Absolutely.
I think the very first point you raised is the answer to your question, which is that we already have a wonderful database in this country of law-abiding citizens. It is the firearms licensing system. Those individuals are pre-approved through rigorous background checks. In fact, if I were to compare the screening I underwent to obtain a secret security clearance for the Government of Canada with the screening that a law-abiding firearm owner goes through to obtain a possession and acquisition licence, without a doubt the licence screening is far more rigorous. We have a list of individuals who have been pre-cleared as law-abiding citizens, who are legitimate gun users.
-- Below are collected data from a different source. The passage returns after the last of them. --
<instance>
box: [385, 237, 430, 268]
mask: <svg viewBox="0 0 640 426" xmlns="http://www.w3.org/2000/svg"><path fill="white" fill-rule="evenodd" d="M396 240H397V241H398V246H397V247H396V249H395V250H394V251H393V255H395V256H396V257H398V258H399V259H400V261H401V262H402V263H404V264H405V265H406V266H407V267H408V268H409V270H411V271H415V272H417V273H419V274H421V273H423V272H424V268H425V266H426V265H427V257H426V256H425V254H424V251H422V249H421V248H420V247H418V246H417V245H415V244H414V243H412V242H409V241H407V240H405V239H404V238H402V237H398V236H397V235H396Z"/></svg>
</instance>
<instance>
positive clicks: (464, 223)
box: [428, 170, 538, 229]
They are not the ones who are trafficking in firearms; they are not the ones who are smuggling firearms.
When we talk about the abolition of the registry and perhaps allowing firearms owners to transfer their firearms without a record, these are individuals who have already been pre-qualified by the Government of Canada as law-abiding citizens. They are not the ones who have anything to do with the proliferation of illegal firearms into this country.
The answer, of course, as you alluded to, is drug dealers—individuals with lengthy criminal records that would make them ineligible for a firearms licence, and in many cases, individuals with outright firearms prohibitions imposed by our courts, meaning that under no circumstances could they lawfully possess a firearm, transfer one legitimately, or obtain a licence. That has absolutely nothing to do with the registry. The registry targets one group, and one group alone, and that's law-abiding firearms owners.